GM: Ele conseguiu aglutinar de certa forma, mas se vemos organizações como a UNT, central sindical do país, trata-se de uma organização sem vida autônoma, sem muita expressão.Isso faz com que as mobilizações no país sejam apenas de apoio a Chávez, como observamos durante o golpe de 2001 e em suas vitórias nas eleições.
CC: Quais outros motivos contribuíram para a ausência de chavistas nas urnas?

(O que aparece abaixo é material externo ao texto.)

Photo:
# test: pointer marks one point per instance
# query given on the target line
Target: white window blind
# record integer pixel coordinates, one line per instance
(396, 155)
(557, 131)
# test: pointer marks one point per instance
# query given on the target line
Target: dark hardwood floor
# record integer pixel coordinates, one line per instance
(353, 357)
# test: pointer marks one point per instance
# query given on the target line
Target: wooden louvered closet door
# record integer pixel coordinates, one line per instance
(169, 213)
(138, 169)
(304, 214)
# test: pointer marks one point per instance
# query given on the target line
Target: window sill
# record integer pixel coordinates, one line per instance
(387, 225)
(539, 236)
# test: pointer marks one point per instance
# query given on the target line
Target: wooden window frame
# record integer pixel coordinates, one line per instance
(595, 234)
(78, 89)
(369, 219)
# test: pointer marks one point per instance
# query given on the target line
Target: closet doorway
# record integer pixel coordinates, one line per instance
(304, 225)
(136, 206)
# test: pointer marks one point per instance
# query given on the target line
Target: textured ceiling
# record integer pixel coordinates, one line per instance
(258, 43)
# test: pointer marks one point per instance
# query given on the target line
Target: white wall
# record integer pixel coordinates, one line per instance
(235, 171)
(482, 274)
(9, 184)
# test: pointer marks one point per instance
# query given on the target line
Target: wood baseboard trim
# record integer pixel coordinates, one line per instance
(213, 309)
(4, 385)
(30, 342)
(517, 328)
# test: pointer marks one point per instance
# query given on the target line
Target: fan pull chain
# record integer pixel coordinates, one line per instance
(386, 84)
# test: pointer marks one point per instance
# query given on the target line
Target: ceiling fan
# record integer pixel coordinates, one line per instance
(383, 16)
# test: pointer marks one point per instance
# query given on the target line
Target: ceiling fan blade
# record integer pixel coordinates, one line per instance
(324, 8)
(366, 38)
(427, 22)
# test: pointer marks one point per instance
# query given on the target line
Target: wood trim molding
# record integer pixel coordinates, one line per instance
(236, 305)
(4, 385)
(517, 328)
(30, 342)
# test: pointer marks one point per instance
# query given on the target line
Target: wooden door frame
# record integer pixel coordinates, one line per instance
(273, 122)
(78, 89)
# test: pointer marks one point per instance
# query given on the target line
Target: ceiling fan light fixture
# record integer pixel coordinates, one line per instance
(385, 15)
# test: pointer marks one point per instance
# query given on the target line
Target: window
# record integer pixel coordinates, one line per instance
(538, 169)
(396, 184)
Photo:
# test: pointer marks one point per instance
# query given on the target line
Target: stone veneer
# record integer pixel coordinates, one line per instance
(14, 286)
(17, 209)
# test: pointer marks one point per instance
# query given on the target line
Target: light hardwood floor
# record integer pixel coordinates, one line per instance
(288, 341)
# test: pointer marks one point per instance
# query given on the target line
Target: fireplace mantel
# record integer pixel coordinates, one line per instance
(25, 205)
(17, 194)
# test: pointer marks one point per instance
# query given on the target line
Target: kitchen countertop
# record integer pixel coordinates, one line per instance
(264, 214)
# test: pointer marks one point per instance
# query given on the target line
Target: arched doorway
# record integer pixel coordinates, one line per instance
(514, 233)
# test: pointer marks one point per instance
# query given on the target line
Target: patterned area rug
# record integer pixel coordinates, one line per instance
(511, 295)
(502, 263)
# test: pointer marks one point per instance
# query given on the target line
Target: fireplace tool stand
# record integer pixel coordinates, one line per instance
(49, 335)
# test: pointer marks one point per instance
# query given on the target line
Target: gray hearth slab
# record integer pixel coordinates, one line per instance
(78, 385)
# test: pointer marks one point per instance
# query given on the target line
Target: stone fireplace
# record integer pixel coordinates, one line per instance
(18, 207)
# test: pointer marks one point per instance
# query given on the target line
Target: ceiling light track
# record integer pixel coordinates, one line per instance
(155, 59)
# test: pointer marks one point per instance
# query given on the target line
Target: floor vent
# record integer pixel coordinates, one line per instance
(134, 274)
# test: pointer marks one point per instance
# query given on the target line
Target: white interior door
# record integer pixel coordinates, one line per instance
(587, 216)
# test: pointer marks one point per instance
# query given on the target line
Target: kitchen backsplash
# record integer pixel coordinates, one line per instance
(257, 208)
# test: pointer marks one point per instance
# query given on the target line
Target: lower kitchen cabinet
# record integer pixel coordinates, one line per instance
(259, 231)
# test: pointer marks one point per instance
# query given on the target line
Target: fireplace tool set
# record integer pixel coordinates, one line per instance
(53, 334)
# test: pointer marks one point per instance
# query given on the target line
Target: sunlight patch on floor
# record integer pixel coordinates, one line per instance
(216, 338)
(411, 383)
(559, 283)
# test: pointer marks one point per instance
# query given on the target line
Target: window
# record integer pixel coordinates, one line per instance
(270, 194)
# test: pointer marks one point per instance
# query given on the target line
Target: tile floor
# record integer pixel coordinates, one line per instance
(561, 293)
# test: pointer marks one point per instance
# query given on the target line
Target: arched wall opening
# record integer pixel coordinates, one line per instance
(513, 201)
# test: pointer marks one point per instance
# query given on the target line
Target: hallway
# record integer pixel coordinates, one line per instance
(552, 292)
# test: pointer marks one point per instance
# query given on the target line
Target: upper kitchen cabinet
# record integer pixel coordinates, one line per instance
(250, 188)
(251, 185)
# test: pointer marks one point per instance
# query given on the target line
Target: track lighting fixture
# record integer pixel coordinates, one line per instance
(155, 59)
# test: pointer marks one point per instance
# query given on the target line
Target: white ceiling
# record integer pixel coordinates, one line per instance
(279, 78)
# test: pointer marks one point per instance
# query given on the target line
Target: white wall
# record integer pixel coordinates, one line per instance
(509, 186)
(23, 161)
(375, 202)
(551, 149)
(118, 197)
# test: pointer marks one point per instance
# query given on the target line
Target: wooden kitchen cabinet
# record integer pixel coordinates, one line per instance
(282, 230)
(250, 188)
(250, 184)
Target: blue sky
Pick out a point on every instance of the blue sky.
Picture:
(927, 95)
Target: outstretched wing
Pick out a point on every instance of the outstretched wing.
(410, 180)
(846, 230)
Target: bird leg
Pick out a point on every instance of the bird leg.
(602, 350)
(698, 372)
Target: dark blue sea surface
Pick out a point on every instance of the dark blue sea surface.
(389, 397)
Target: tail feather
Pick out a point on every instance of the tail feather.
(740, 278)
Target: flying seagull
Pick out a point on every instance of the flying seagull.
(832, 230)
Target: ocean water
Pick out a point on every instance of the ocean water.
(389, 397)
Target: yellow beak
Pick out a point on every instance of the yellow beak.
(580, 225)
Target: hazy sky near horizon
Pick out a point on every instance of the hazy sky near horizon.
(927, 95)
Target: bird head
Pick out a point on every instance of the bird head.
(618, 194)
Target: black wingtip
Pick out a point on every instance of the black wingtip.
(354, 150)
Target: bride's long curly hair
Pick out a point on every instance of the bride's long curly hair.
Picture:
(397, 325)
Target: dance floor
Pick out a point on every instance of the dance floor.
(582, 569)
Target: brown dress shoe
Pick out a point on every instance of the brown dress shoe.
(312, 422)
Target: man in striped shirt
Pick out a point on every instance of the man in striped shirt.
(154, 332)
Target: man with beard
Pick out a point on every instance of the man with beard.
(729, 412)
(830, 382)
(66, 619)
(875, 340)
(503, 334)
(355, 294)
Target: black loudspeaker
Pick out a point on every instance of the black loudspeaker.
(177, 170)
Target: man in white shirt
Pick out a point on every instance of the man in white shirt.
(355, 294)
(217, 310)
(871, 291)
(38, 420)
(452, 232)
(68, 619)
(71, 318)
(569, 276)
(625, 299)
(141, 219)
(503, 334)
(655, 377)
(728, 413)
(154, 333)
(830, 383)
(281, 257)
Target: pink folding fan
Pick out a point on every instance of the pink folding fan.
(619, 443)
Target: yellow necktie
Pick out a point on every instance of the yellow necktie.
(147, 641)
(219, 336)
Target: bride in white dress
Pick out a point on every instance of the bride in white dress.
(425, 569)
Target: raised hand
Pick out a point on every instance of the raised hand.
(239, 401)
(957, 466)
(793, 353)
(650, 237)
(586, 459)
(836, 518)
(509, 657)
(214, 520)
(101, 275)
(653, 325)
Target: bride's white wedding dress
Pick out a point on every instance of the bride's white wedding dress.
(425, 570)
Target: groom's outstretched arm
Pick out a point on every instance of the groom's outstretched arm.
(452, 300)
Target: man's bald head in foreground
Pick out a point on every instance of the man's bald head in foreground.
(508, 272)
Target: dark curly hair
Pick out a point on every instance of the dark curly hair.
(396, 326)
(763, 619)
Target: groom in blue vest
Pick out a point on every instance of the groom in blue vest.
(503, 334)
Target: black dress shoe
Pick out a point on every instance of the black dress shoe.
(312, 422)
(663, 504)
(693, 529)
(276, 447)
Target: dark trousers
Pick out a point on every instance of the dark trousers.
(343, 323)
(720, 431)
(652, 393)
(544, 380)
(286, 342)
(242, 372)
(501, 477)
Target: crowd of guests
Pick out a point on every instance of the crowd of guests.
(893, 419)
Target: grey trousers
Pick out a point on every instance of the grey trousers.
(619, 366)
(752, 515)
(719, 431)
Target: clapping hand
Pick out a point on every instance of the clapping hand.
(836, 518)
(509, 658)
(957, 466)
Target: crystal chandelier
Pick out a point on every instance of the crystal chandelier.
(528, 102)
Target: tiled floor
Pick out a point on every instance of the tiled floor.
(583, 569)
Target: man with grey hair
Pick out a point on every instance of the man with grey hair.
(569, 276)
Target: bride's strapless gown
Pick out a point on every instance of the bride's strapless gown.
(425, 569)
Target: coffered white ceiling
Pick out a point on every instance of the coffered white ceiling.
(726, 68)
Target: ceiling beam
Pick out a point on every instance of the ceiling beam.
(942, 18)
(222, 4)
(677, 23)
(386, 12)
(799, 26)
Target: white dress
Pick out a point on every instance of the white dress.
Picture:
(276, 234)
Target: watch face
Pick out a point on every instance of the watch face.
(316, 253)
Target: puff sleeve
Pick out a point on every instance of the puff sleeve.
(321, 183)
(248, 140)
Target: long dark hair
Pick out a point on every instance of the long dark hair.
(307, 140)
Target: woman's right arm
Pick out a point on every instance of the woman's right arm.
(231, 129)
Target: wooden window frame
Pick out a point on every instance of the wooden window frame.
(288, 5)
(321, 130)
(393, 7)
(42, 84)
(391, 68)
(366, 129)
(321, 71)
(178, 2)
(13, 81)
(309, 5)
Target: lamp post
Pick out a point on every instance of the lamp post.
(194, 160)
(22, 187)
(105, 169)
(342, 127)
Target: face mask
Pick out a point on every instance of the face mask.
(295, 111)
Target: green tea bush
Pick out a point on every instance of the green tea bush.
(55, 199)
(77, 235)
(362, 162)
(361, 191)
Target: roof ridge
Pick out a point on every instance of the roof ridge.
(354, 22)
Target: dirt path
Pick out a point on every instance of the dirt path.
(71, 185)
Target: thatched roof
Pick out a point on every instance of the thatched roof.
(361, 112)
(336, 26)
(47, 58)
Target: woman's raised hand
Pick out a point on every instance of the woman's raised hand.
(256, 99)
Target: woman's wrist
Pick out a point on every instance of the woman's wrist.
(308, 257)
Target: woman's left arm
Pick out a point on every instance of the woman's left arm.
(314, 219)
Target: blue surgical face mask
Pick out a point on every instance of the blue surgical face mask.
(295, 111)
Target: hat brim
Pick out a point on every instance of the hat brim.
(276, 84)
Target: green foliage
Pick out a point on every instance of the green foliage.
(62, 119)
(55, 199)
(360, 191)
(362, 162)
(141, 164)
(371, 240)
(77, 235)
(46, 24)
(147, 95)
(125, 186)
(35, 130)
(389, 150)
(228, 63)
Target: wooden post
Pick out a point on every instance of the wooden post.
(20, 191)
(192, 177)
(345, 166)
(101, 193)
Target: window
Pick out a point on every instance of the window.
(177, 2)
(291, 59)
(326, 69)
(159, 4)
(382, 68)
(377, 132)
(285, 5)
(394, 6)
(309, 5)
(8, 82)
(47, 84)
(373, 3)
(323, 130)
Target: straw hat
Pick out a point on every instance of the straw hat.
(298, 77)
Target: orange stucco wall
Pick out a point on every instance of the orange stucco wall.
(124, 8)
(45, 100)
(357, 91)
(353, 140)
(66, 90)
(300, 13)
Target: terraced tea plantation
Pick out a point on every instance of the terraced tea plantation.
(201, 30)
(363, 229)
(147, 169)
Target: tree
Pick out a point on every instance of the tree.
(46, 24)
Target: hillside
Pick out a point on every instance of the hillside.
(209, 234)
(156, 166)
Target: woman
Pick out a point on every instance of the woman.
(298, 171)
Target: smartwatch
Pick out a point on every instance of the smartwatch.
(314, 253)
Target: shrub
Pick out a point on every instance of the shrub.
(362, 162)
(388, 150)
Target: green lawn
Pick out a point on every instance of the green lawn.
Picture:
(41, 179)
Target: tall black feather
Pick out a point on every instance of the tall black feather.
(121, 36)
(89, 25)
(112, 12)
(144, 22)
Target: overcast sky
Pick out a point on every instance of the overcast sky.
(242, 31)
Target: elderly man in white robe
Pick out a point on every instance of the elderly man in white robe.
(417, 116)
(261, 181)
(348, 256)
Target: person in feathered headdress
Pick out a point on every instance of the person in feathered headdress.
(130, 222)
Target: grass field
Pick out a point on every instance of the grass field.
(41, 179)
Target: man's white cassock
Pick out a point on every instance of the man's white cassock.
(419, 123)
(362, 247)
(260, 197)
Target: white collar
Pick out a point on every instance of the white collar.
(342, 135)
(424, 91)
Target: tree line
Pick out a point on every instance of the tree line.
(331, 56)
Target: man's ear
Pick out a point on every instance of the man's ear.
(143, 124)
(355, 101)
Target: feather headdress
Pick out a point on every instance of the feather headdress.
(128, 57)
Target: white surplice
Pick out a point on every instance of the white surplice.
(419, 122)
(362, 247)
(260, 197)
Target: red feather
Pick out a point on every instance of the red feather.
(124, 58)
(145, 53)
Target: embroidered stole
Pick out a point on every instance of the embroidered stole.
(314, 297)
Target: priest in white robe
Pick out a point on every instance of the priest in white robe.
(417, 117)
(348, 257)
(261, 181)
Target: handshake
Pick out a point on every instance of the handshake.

GM: As brigas que Chávez comprou, algumas delas bem difíceis, também contribuíram. Criticar a Igreja Católica, às vésperas do referendo, foi muito danoso à sua imagem; todos sabem que a Igreja venezuelana é golpista, conservadora, mas chamar os bispos na TV de “vagabundos” provoca sentimentos no povo que são complicados. Ele começou a brigar com aqueles que, toda semana, estão no púlpito falando diretamente com seus fiéis. A não-renovação da RCTV – que embora em mérito Chávez tenha sido corretíssimo ao não permitir a continuação das transmissões pela emissora – foi uma decisão tomada de maneira pouco pedagógica para a população. O presidente tinha a prerrogativa legal para não renovar a concessão, mas não foi feito um grande debate nacional sobre a democratização das comunicações, não foi criado um método para tornar tal fato uma questão de formação política, que informasse à população o que é um monopólio, a razão pela qual não deveria ser renovada a concessão da RCTV e qual a razão pela qual a rede não poderia participar de um golpe de Estado e continuar impune.Não sei se a melhor maneira deveria ter sido levar o caso à Justiça ou à Assembléia nacional, onde Chávez também ganharia por ter quase a totalidade das cadeiras. Fazer isso por um decreto é incômodo – como explicar para a população que ela não terá mais a sua novela? Além disso, a emissora colocada no ar é de muito baixa qualidade, é uma emissora oficial no pior sentido da palavra.Essas batalhas foram complicadas. No caso da discussão com o rei da Espanha, Chávez estava certo, então não foi um problema. Porém, a briga com o presidente Álvaro Uribe, da Colômbia, veio em péssima hora; Chávez caiu em uma armadilha.
De qualquer maneira, Uribe iria romper o diálogo com as FARCs, e o presidente venezuelano foi até condescendente demais ao levar a questão adiante. Uribe esperou para terminar o diálogo exatamente antes do referendo, procurando desgastar a imagem de Chávez. Avaliações de colegas venezuelanos também dão conta de problemas internos do governo, de ineficiência de serviços públicos, questões administrativas. O fato é que essa derrota de Chávez não é o fim do mundo, mas sim um alerta. O presidente desfruta de uma popularidade igual a que tinha durante as últimas eleições, de algo em torno de 60%. O que aconteceu foi um desligamento dos setores moderados ou para o “não” ou para a abstenção.